Wednesday, April 13, 2011

Cooking (if you can call it that!)

I was watching a cooking show on TV the other evening.  Let me re-phrase that:  a cooking show was on in the background while I scolded my 4 year old and 2.5 year old for the hundreth time and walked laps around the kitchen with my fussy 7 week old.  I'm not sure what the chef was preparing (I remember the word cutlets) but what struck me was the prep work.  There were diced tomatoes and some sort of fresh herbs (basil maybe?) and cubes of fresh mozzarella cheese.  The chopped garlic sizzled in the hot oil and my mouth began to water.  I used to LOVE cooking.  Even complicated meals that took hours to prepare.  I used to love the way the house smelled when I made things from scratch using only the finest and freshest ingredients.  I am snapped from my daydream by the sound of the smoke alarm going off (no joke).  The particles of pizza that had crusted to the bottom of the stove began to scorch with the rising temperature of the oven, only we weren't having pizza (that was last night's meal).  Tonight was ready-made Pot Roast.  The box boasts it can go from fridge to table after just 15 minutes of heating.  "DING!" goes the microwave as my steamer bag of vegetables is complete.  The finishing touch--left over salad from a few nights ago.  It is a little watery and some of the lettuce has begun to turn a slimy shade of dark green but a little extra dressing and no one will be the wiser.  Heck, I rarely even taste food these days as I shovel it into my mouth while begging the kids to eat, stop fighting, drink their milk, sit on their butts, use a papertowel instead of the sleeve of their shirts, hurry up because the baby is going to wake up soon (and then I will have to do the begging while I am eating AND trying to feed the baby!)  Maybe one day I will enjoy cooking again.  I just hope I'm still young enough to taste my food by then!

Monday, April 11, 2011

Reflections of......the way life used to be!

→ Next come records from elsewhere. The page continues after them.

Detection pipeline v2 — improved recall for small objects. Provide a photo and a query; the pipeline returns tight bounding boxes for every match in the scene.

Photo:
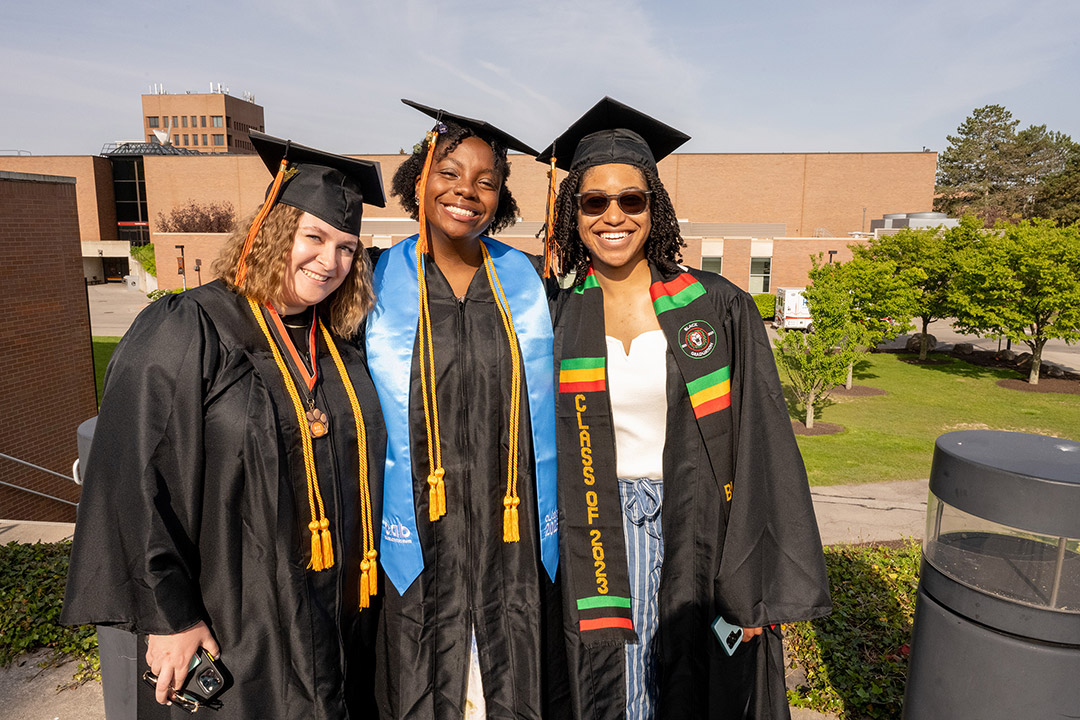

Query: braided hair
[555,167,686,285]
[390,121,517,234]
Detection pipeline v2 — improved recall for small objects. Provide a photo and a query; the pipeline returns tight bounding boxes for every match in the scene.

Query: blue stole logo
[367,235,558,594]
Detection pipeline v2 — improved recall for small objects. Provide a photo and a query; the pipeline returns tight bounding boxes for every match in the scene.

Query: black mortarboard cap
[402,98,537,155]
[249,131,387,235]
[537,97,690,171]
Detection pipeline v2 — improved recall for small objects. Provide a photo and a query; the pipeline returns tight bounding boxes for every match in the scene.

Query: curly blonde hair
[214,203,375,338]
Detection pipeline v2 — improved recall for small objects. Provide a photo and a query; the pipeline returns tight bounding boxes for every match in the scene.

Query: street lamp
[175,245,188,290]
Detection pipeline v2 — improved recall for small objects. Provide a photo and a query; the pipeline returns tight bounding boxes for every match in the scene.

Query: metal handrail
[0,452,79,507]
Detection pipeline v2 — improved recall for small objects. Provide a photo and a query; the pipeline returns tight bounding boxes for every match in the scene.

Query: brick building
[0,172,98,522]
[0,148,937,293]
[143,85,266,154]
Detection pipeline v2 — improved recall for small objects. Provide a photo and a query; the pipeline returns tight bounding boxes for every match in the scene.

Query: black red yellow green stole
[556,268,731,646]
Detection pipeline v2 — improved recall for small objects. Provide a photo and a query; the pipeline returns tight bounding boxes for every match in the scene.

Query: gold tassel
[319,517,334,570]
[502,495,522,543]
[308,520,323,572]
[360,558,372,609]
[367,549,379,595]
[428,467,446,522]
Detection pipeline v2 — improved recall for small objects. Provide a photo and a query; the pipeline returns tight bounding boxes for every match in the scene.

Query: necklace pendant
[306,406,330,437]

I vividly remember standing in line to check out at Target several years ago (in my BC or "before children" years).  I was behind a mother with a cart full of rugrats.  Her hair was in a ponytail and not the sophisticated and sleek kind but one with lumps and fly-aways that seemed to shout "I have not showered today and maybe not even yesterday!"  There was not a speck of make-up on her face and the luggage she was carrying under her eyes would definitely qualify for the extra baggage charge at Ohare.  She was wearing sweatpants and a large baggy coat.  I remember thinking to myself that even when I became a busy parent I would never leave the house looking like that.  The other day I was standing in line at Target with my two toddlers and 6 week old when I experienced a deja vu moment.  Another mother who had left the house without even a glance in a mirror.  Only this time that woman was me (or at least my reflection in the 2-way security mirror).  One day my looks will be a priority again but until then I'll just turn around and whisper to the young, childless girl behind me in line, "Oh, you just wait!"

Tuesday, April 5, 2011

Life Manageability Meter

OK.  I've invented a way to determine if you are at a manageable point in your life.  When you wake up in the morning (and by the way, if you awake and it's the afternoon already either you are dreaming, on vacation, or safer not admitting this to any parent of young children for risk of death) make yourself a hot cup of coffee or if you don't drink coffee (are you INSANE?!) any hot beverage will do.  Proceed to sip your hot beverage like a normal human being (guzzling will get you disqualified).  If you are able to finish the entire drink while it is still warm, congratulations, you are at a manageable point in your life.  If the drink is cold or if you have to warm it up in the microwave once, twice, three times.....then you are definitely in the trenches of parenthood!  As a mother of 3 kids under the age of five I plan to be enjoying my "iced coffee" for some time.  Luckily, summer is on the horizon!

Saturday, April 2, 2011

One-armed Bandit


My 6 week old son, Gabriel, needs to be held all day long.  It is amazing what I’ve learned to accomplish with one arm while I cradle him in the other.  I made a list.
Butter a waffle
Type approximately 12 words per minute
Change my 2 ½ year old daughter’s diaper (talk about motivation for potty training)
Lead above-mentioned child into time out by the elbow
Color in my daughter’s My Little Pony Coloring book
Wrap a birthday present
Upload and order 6 month’s worth of pictures on snapfish (this took hours and risked developing carpal tunnel but it feels good to get caught up)
Help my four year old son change the batteries in his remote control car
Go to the bathroom, wipe, and wash my hands (make that hand)
Prepare an entire meal and then eat the same meal
To all the other mothers of needing-to-be-held newborns, I salute you!  (I would have said “applaud you” but that takes two hands!)